Chapter 1

Seraphina

“I was taught to curtsy with the same hands I later used to slit a man’s throat.”

There’s a trick to smiling at monsters—you have to make them believe they’re the ones with the power.

I moved down the grand staircase like my spine wasn’t steel and my hands weren’t stained, each step measured and elegant.

I’ve worn this mask for five years now—Blackdawn’s polished heir, its perfect illusion.

But cracks started forming two years ago, and I’ve been watching everything since.

Above me, the chandelier caught on the sequins of my gown, white and shimmering like frost. Always white. A symbol. A costume. A lie.

Dominic liked when I wore white. Said it made me look pure.

He never noticed that if you spill blood slowly enough, it doesn’t stain.

Tonight, the estate overflowed with power—politicians, diplomats, CEOs, and the kind of men who made their fortunes not just on oil or tech, but on people.

Men whose offshore accounts were lined with secrets, and whose smiles hid every kind of sin.

Their presence here wasn’t just social—it was a silent nod to the empire Dominic built and the darkness it thrived in .

Blackdawn International.

On paper, it was a global logistics conglomerate—shipping, security, finance, all neatly packaged in polished branding and corporate philanthropy.

But behind the mirrored windows and boardroom doors, Blackdawn was something else entirely.

A global network trading in bodies and silence.

Weapons, information, people—especially people.

And Dominic Vex was its architect.

He’d built Blackdawn from the bones of fallen regimes and fractured governments, his hands always clean while others did the dirty work. He didn’t need to get blood under his nails—he had men for that. Systems. Contracts. A machine designed to make monsters look like businessmen.

And I was the crown jewel in his curated illusion.

They called me “the princess of Blackdawn.” Not to my face, of course—not often—but the name whispered when they thought I wasn’t listening, when they drank too much and their masks slipped.

The title wasn’t about royalty.

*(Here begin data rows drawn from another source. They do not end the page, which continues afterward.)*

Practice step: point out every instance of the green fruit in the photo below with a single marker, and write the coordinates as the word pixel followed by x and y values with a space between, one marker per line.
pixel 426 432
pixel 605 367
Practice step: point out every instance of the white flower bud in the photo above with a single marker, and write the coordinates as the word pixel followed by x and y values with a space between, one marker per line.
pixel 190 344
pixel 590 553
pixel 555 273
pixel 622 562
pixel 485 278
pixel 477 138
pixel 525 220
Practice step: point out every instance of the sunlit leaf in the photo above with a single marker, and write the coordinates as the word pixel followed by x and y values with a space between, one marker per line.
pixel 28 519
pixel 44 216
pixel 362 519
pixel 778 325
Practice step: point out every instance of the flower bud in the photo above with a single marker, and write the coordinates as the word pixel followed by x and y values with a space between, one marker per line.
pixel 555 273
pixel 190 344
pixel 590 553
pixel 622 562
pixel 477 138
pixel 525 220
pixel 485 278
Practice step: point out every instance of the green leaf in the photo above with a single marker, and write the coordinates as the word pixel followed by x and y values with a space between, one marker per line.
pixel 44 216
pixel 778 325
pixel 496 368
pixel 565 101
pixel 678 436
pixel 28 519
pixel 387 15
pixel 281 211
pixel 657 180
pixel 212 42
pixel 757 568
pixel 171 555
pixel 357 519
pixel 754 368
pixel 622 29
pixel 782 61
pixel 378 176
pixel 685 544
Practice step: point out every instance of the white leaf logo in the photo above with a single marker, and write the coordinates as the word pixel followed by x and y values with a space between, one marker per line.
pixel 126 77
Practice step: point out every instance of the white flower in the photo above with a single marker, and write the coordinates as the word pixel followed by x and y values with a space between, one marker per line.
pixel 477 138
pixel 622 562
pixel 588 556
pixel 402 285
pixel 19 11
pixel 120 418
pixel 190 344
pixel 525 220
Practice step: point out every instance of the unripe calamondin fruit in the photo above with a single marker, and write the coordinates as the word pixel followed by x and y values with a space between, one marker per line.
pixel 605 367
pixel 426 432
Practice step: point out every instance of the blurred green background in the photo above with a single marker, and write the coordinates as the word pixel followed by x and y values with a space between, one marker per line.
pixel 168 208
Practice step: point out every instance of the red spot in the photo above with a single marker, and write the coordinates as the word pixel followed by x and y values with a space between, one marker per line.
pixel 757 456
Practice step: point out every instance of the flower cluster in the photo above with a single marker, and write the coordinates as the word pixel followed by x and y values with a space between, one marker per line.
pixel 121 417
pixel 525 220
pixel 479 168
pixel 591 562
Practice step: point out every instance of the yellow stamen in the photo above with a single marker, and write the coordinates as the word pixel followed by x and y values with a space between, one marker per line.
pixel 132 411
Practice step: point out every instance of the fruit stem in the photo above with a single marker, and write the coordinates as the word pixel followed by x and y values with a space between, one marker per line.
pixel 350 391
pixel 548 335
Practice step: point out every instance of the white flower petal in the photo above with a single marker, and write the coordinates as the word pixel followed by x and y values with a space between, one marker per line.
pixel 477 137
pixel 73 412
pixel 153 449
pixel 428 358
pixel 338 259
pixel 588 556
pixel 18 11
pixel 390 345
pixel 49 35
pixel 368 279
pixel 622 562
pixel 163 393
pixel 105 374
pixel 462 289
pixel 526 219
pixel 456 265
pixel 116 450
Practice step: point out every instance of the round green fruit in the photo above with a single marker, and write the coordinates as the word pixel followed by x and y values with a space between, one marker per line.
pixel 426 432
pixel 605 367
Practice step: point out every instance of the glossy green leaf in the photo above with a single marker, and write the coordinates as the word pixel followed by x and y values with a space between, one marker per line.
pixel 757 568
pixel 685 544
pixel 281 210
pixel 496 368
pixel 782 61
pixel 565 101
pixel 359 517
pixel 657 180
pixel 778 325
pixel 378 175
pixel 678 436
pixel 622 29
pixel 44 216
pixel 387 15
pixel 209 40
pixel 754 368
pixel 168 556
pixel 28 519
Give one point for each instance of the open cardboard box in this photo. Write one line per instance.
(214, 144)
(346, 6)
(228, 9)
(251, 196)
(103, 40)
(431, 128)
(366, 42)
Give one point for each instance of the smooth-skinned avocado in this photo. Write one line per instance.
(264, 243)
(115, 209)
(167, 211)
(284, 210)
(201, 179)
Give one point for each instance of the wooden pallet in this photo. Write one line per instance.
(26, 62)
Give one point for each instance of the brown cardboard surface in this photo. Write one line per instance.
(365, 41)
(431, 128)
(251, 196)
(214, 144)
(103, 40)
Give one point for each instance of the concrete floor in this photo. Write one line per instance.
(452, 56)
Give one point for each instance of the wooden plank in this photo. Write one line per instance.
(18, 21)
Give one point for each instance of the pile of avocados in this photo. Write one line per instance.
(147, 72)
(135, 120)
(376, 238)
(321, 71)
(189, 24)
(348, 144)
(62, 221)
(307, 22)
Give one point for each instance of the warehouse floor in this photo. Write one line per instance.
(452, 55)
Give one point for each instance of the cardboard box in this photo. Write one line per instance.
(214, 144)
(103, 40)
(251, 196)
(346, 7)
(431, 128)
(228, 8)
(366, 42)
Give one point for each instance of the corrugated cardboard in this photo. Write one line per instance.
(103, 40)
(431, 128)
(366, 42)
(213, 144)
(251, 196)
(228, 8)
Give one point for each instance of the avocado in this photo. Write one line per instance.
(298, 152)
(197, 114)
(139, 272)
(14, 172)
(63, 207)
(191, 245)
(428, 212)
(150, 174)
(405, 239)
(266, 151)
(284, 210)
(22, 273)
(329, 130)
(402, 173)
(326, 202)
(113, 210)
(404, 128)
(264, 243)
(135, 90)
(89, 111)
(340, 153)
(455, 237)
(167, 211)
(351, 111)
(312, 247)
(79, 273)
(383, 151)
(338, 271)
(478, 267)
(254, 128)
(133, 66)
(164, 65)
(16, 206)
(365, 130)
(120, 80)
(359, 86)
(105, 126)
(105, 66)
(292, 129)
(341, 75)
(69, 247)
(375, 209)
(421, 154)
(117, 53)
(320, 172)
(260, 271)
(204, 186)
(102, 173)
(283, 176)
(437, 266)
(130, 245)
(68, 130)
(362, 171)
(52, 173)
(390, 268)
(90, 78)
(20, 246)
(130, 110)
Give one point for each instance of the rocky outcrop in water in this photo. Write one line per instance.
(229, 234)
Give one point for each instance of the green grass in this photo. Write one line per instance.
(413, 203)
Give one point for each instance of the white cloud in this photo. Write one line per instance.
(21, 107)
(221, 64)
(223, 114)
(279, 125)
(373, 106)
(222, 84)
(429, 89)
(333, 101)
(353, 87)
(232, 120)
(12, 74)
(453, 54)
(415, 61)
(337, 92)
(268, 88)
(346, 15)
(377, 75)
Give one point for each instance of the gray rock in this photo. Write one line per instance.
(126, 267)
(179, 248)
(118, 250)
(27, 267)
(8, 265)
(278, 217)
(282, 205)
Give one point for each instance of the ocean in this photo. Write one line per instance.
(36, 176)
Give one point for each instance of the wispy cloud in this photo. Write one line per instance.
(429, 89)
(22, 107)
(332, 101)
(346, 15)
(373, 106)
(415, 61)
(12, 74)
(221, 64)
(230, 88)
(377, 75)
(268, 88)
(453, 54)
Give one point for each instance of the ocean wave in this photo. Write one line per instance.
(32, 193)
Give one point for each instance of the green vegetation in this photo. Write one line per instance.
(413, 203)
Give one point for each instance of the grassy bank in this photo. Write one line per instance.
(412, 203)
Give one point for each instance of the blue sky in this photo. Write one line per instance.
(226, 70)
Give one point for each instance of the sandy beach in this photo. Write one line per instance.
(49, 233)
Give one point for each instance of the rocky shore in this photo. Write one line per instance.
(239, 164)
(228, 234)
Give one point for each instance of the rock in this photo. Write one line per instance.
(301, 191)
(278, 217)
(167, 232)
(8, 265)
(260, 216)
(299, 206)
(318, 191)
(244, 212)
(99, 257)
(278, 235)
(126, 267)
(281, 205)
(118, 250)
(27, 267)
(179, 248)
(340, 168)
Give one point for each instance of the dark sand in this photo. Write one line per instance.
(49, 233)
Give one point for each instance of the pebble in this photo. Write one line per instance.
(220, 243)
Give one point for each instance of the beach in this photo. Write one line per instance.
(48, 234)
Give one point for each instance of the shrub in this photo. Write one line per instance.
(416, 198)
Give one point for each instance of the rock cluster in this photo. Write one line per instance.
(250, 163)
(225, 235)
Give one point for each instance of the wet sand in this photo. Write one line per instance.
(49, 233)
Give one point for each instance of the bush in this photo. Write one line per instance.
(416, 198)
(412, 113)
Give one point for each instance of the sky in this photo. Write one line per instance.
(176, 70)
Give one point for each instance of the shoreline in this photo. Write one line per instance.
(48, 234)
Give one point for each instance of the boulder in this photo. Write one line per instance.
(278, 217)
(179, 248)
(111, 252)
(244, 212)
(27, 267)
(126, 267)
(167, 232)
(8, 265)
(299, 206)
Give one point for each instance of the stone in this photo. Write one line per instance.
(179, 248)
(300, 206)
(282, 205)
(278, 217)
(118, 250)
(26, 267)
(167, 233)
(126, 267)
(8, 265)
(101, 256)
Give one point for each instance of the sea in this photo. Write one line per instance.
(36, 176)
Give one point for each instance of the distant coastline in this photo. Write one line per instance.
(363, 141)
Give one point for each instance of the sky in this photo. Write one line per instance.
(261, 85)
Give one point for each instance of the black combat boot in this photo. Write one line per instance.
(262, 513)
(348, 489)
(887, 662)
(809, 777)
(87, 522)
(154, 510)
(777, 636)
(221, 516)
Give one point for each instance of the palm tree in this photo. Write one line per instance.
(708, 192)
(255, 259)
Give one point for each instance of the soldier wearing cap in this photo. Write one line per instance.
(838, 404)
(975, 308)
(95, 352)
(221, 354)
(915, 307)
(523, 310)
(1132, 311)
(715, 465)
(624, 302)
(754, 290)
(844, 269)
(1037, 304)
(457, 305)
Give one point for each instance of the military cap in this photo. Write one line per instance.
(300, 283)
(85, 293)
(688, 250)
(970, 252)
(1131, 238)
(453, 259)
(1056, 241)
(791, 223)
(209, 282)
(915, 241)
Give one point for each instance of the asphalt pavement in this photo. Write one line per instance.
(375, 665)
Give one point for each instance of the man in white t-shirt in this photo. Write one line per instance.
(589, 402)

It was about possession.

A thing born into legacy, raised to keep secrets, shaped to survive.

They looked at me and saw leverage. Bait. A future alliance if married off correctly.

But I wasn’t their pawn. Not anymore.

The ballroom stretched out before me, marble floors glistening beneath imported crystal chandeliers.

Servers in pressed black moved through the crowd, offering champagne to men who treated girls like property and contracts like cages.

I floated through them like a ghost in silk, a smile pinned to my lips .

One complimented my dress, another my eyes. A third placed his hand a fraction too low on my waist and held it there a beat too long. I laughed. Polite. Detached. Cold.

"Miss Vex," a voice oozed beside me, drawing out the syllables like syrup. "Stunning, as always."

Luther Cade.

Mid-forties. Greasy wealth. His family ran part of Blackdawn's Mediterranean routes, specializing in high-value assets. Translation: women. Girls. Anyone that would sell well. He’d been trying to arrange a match between me and his oldest son for the last year, under the delusion that I would be honored.

I turned slowly, smoothing the neutral mask over my face. "Mr. Cade. I didn’t realize you'd be in attendance."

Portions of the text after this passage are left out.